Сетон задвинул ее себе за спину и повернулся к Комину. Лахлан никогда не был так благодарен, услышав проклятый английский акцент Сетона.
– В замок, милорд, - сказал он.
– Мальчик должен выполнять свою работу, а не глазеть на прекрасных дам.
Сетон поклонился и ослепительно улыбнулся Джоан и другим дамам, которые красиво покраснели.
Лахлан, похоже, должен извиниться перед рыцарем. Казалось, вся эта галантность и рыцарство не были совершенно бесполезны.
Однако Комин не был впечатлен. Его глаза сузились.
– Ты, мальчик, почему ты прячешься?
Зная,
Лахлан успокоился, чувства его обострились, он готов был сделать все возможное, чтобы защитить Беллу. B`as roimh G`eill. Умрем, но не сдадимся. Это был девиз Хайлендской гвардии и одна из немногих вещей, на которые они все согласились.
Белла не поднимала глаз, шапка была низко надвинута на лоб. Это в сочетании с потерей веса, вызванной ее тюремным заключением...
Он надеялся, что, черт возьми, этого будет достаточно.
Лахлан бросил взгляд на свиту Деспенсера и заметил, что между бровей леди Джоан появилась морщинка, когда она изучала Беллу.
Белла пробормотала что-то низким голосом.
– Что?
– Спросил Комин.
– Говори, мальчик.
Сетон сжал плечо Беллы - чуть сильнее, чем Лахлан считал нужным.
– Ты слышал господина, - сказал он и затем извинился.
– Он застенчив, милорд.
Лахлан знал, что это не может продолжаться долго. Эта маскировка не выдержит пристального наблюдения.
Джоан положила свою руку на руку Комину.
– Пожалуйста, дядя, пусть парень вернется к работе. У него уже достаточно проблем, - она слегка рассмеялась.
– Лорд Деспенсер очень хочет начать путешествие.
– Она посмотрела на измятую розу.
– Я уверена, что это ничего не значит.
Комин снисходительно погладил ее руку, но не отвернулся от Сетона и Беллы, которые стояли неподвижно в толпе. Люди, составлявшие ее, были слишком благодарны за то, что внимание обращено на кого-то другого. Лахлану нужно было что-то сделать, чтобы отвлечь внимание – желательно не на себя.

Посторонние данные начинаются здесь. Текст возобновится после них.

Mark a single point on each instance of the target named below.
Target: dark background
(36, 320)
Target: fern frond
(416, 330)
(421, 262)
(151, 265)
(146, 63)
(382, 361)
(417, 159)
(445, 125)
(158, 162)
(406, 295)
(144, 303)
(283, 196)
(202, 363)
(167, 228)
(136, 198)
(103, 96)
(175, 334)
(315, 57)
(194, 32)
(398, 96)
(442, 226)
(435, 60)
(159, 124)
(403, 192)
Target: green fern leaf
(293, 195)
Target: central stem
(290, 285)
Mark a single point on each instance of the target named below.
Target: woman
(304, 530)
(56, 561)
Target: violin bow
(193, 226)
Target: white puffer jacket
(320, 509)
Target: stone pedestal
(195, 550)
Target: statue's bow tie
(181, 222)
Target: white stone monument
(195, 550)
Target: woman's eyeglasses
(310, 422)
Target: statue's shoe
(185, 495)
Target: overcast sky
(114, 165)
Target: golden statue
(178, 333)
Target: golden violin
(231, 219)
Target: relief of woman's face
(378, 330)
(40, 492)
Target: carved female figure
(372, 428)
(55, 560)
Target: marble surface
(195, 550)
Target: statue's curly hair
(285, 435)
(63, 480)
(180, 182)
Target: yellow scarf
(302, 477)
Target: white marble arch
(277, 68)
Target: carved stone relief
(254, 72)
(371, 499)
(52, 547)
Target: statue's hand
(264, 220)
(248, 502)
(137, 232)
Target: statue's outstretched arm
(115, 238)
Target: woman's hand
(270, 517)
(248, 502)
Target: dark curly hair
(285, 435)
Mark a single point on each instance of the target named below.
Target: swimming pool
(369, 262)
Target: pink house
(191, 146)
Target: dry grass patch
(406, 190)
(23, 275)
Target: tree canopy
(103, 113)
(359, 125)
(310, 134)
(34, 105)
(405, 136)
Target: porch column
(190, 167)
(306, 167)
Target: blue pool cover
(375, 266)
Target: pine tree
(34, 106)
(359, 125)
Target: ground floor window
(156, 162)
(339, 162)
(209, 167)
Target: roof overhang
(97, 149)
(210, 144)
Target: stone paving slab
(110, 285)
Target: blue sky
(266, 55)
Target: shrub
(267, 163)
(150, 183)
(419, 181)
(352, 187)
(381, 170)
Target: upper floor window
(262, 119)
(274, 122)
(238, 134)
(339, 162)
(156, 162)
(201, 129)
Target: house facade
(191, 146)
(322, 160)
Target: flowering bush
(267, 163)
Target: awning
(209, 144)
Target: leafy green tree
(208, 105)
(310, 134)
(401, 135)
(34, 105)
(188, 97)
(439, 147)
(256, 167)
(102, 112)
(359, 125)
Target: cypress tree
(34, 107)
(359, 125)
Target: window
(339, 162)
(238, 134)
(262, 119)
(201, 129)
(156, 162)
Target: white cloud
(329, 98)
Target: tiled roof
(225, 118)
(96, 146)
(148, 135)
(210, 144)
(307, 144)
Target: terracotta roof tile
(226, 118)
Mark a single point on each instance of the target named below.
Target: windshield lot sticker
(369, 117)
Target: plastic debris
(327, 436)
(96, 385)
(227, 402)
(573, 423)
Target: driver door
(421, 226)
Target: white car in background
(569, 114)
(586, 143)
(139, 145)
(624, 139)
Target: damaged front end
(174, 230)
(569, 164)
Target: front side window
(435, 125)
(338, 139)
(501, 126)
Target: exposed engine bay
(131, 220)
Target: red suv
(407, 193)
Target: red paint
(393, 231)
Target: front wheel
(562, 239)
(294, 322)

Лахлан хотел, чтобы у него была свинья. Он огляделся вокруг в поисках чего-нибудь, что могло бы отвлечь внимание.
У него не было свиньи, но у него были цыплята. В нескольких футах было полдюжины кур во временном курятнике и привязанный рядом с ним большой толстый петух.
Лахлан сосредоточился на петухе и потянулся к веревке.
Комин открыл было рот, чтобы что-то сказать, он все еще смотрел на Беллу и Сетона, и Лахлан понял, что ему не хватит времени. Он сделал вид, что собирается шагнуть вперед, перерезал веревку кинжалом, спрятанным в руке, и врезался в стол, к которому петух был привязан.
Стол был нагружен корзинами с яйцами.
– Мои яйца!
– закричал фермер.
Черт, «мои яйца» стекали по его проклятому лицу. Лахлан собрался, чтобы вытереть его, но затем остановился. Вместо этого он спрятал лицо в сене, в котором лежали яйца. В качестве маскировки это подходило, но было чертовски неудобно.
Абсурдность ситуации сохранялась. Этот день становился фарсом, и происходящее приобретало катастрофические масштабы.
Люди, привлеченные неожиданным криком фермера, начали посмеиваться. Лахлан растянулся в грязи, испачканный разбитыми яйцами и прилипшим сеном, ничего удивительного, что люди смеялись.